Bitte gebt doch dazu mal eure Meinung ab!
Freitag, 12.06.2009
Danke an Daniela und Tom für
die köstliche Bewirtung und super Betreuung! Nach ausgiebigem Frühstück
fahren wir ab. Gegen 12:30 Uhr erreichen wir Blaustein, den Start- und Zielort
in der Nähe von Ulm. Weit und breit kein
Hinweisschild zur Ulmer Laufnacht. Ich bin beunruhigt! Tilo bleibt wie immer total
entspannt und so entschließen wir uns, ein Mittagsschläfchen zu machen. 14:30 Uhr macht Tilo sich auf
den Weg zum nächsten Bäcker.

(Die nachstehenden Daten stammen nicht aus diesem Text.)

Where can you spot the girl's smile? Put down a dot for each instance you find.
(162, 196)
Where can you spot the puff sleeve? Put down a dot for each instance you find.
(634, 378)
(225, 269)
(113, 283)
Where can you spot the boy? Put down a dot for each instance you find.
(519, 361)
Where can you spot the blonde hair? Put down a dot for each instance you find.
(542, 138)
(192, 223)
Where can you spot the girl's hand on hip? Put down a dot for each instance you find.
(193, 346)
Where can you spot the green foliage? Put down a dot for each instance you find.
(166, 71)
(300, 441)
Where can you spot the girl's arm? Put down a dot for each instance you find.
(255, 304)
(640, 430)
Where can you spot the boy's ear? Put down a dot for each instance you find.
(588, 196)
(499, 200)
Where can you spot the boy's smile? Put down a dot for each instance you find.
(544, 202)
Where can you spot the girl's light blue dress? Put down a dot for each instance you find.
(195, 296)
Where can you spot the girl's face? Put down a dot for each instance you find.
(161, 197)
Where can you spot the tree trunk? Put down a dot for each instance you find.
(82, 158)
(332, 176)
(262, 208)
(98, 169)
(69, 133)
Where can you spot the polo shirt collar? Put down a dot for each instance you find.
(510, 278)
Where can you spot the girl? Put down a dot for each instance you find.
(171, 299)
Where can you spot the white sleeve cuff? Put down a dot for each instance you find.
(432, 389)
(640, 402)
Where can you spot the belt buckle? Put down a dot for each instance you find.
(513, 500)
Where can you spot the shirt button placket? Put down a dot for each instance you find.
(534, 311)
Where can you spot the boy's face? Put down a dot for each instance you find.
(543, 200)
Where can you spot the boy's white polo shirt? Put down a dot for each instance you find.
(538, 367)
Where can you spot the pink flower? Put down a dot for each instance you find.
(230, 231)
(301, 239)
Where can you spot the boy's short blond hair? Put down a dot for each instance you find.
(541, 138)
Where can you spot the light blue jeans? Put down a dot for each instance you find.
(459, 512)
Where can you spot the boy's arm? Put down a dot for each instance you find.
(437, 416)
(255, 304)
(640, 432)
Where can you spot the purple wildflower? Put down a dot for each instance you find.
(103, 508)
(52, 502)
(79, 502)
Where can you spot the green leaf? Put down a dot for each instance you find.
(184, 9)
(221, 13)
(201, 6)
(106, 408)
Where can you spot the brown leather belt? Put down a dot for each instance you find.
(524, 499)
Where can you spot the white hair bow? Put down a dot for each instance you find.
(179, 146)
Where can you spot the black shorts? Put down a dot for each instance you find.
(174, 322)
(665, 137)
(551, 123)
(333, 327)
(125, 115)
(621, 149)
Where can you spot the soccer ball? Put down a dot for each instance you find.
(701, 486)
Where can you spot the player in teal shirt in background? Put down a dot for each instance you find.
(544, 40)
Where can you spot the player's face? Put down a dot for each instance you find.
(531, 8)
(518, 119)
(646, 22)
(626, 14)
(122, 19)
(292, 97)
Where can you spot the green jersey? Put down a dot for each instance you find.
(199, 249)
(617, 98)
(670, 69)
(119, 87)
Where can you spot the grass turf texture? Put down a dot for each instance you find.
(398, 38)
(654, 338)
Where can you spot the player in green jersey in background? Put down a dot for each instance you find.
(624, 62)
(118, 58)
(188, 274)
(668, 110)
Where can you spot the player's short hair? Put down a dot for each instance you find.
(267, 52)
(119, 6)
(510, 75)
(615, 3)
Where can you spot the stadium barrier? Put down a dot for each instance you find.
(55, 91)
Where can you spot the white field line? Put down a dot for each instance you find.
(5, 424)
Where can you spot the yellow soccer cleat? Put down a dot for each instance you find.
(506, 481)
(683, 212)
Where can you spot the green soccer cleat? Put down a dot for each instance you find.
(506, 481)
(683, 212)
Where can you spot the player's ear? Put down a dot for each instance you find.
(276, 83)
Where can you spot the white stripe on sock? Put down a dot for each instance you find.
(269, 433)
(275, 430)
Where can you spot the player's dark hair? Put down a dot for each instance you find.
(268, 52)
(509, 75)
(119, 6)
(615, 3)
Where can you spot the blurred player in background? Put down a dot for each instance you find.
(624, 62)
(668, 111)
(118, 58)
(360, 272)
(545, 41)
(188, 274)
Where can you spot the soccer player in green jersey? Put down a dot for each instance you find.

Er kommt zurück mit zwei leckeren Kuchenstücken,
hat aber leider noch immer nichts gefunden, wo die Anmeldung stattfinden soll.
Nach gemütlichem Käffchen
beginnt die zähe Zeit des Wartens. Auf dem Parkplatz treffen mehr und mehr
Läufer ein, die ebenfalls suchend umherlaufen. Dann, gegen 17:00 Uhr kommt
Bewegung in die Turnhalle, Stände werden aufgebaut. OK, hier hat man die Ruhe
weg, hier ist also der Anmeldebereich. 18:00 Uhr geht’s los. Ich
habe meine Startunterlagen in der Hand und Tilo bekommt sein Begleitrad - T-Shirt. Naja, nichts
erwähnenswertes in der Tüte. Wir gehen zur Spätzle-Party - nicht so mein Fall,
bekomme allerdings vor Aufregung ohnehin kaum was runter. Dann lässt Tilo sich
noch seine Achillessehne tapen. Sieht aus wie ein Invalide, fühlt sich aber
damit prächtig. Mir ist alles Recht, Hauptsache es geht ihm gut. Ohne seine
Begleitung wäre der Lauf für mich nicht denkbar. DANKE ! Danach zurück zum Auto. Wir
treffen die Vorbereitungen zum Lauf und hängen dann noch bissl rum, bis 21:00
Uhr das Briefing stattfindet. Dort erfahren wir, dass die Radbegleiter bereits
15 min vor Start bis zur ersten Verpflegungsstelle (km 10) vorausfahren. Ich
werde gleich nervös. Darauf war ich nicht eingestellt, obgleich es total
logisch erscheint.
Der Countdown läuft
Nun vergeht die Zeit wie im
Flug. Und schon heißt es erstmal Abschied nehmen. 22:30 Uhr verabschiede ich
mich von Tilo. 22:50 Uhr - ich tipple im Stadion
auf der Stelle und rede mir ein, dass ich gut vorbereitet bin und das Rennen
ohnehin im Kopf entschieden wird. 23:00 Uhr - es sind noch
nicht alle Starter eingetroffen, der Start verschiebt sich um 5 min. Ich
konzentriere mich aufs Ballonglühen, was im Stadion veranstaltet wird. Und endlich
- wir zählen gemeinsam rückwärts - schalten die Stirnlampen ein - der
Startschuss fällt - Feuerwerksfontänen werden entzündet, die nacheinander die
Laufbahn erhellen und dann beginnt ein phantastisches Feuerwerk im Stadion. Ich
bekomme Gänsehaut und bin den Tränen nahe - total fasziniert und die
Aufregung/Anspannung tut ihr übriges. Wir verlassen das
Stadiongelände, umjubelt von vielen Sportbegeisterten am Rande, und starten in
die dunkle Nacht. Nach ca. 5 km stelle ich
fest, dass ich mir die Nacht sooooooooo dunkel nicht vorgestellt hatte. Ich
stelle mir vor, wie die Läufer bei km 10 eintreffen und alle laut den Namen
ihres Radbegleiters rufen, denn erkennen kann man nichts. - Das kann ja heiter
werden! Von den etwa 271 Einzelstartern hatten sich 120 Läufer einen
Fahrradbegleiter gemietet (wurde vom Veranstalter angeboten) oder selbst
mitgebracht. Die 10 km waren schnell
vergangen. Meine Sorge, Tilo nicht zu finden war natürlich total unbegründet,
er erspähte mich selbstverständlich sofort. Dann ging es zu zweit weiter.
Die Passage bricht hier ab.